Obviously, AGI is a very different beast from convoluted neural networks, but
not even in the 21st century? I just can't imagine how you could possibly come to that conclusion if you've been watching the progress in the field over the past several years. If we don't have AGI by 2045 at the very latest, something had to have gone very, very wrong in our R&D. In fact, I'm quite thoroughly confident that we'll have AGI before Elon Musk's Neuralink venture can produce the non-intrusive brain-machine interface they're trying so hard to perfect before AGI becomes an actuality.
Technological progress is not linear, after all. Remember, just a generation ago the fastest supercomputer we had was running around 125 gigaflops. Today?

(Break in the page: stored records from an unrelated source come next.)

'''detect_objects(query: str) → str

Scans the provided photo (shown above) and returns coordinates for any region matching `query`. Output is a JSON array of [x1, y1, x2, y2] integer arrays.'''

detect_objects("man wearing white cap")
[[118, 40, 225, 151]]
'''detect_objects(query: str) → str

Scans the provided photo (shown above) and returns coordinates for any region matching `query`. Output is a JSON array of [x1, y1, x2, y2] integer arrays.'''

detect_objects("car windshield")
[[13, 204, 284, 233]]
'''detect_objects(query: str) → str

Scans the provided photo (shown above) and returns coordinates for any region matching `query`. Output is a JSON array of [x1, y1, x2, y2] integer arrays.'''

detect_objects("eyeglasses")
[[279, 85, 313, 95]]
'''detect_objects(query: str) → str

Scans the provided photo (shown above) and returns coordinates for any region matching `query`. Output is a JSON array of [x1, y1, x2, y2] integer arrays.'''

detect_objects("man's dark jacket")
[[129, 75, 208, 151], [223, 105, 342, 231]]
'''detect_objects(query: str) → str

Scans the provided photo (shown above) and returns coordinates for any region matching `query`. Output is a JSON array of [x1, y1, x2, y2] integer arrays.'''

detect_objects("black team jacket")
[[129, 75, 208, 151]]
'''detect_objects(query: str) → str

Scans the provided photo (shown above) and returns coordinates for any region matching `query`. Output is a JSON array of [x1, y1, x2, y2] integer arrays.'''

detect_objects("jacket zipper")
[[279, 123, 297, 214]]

93 petaflops. Let's write that out:
125,000,000,000 FLOPs vs 93,000,000,000,000,000. 125*10^9 vs 93*10^15.
Obviously, there is no guarantee that progress can continue like that indefinitely. However, between quantum computing, graphene, carbon nanotubes, and all these other alternate computing paradigms being developed in parallel with silicon, I think it would be foolhardy to exclaim that we're going to hit some kind of hard wall. We're going to see some amazing things happening over the next decade... and all of those things will pale in comparison to the things we see the decade after. It's going to be a wild ride for sure.
[...] A cure for aging is still probably a few generations off[...]

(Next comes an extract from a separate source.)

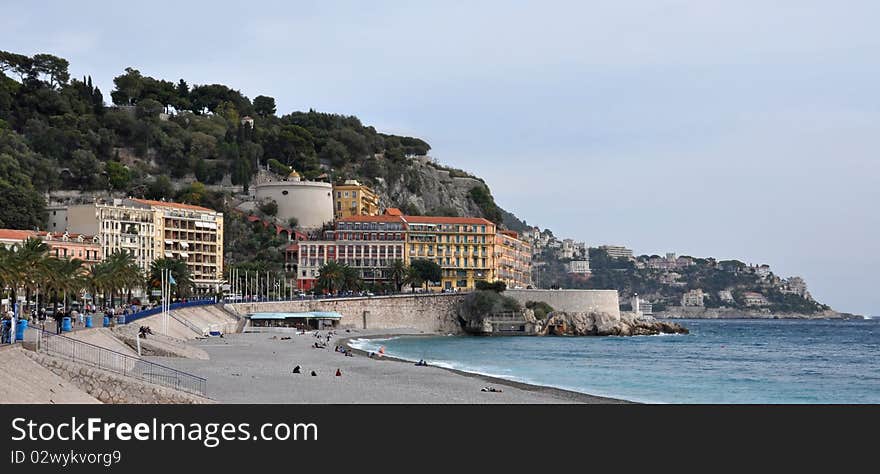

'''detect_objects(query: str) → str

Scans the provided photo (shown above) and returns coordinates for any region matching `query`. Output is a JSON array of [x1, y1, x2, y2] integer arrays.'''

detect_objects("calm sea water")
[[350, 318, 880, 403]]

Nope. Why would you look at the last century of technological advancement, then compare it to the last
decade of technological advancement, and then conclude that something like this is
generations away?
Technological progress is not linear.
This thread is literally called "should we end aging" not "what will we do when we all stop aging?"
The video addresses that by mentioning everything that's happening with regards to anti-aging technology. Anyone responding to the thread title and not the content of the video is drive-by posting by definition.

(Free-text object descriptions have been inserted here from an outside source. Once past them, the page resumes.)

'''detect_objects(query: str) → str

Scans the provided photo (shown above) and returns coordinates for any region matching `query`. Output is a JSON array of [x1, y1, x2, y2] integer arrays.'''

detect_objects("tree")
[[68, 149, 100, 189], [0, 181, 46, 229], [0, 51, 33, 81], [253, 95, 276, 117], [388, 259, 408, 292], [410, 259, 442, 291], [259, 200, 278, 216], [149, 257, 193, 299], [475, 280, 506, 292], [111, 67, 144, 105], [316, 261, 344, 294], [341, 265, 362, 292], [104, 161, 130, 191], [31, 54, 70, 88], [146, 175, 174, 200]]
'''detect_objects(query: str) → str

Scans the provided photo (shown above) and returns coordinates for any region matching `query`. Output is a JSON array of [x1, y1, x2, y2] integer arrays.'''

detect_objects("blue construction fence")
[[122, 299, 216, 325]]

While I don't have a philosophical or moral opposition to the use of technology to expand the human lifespan...
Whenever I hear about this kind of tectonic shift in human evolution being brought about via technology, it fills my head with the grimmest images of dystopia. Because all of this technology is going to exist for rich people exclusively at first, and I can't help but think that they're going to want to monopolize it somehow.
I see this a lot and it's a bit silly, because despite how disconnected a lot of rich folks can seem from the common folk a lot of the time, they are
still human beings, and they are
not ALL 100% self-centered psychopaths with no real interaction with the outside world. It's easy to make that assumption when you see an asshole like Trump taking the president's office, but he is not every rich person. When even
Elon Musk and Mark Zuckerburg see the writing on the wall, there is at least some hope for the future.
While there are definitely evil rich people, any attempt to monopolize such technology would inevitably result in political backlash, and possibly pave the way to real healthcare legislation in the USA. The only issue is making sure it gets enough publicity.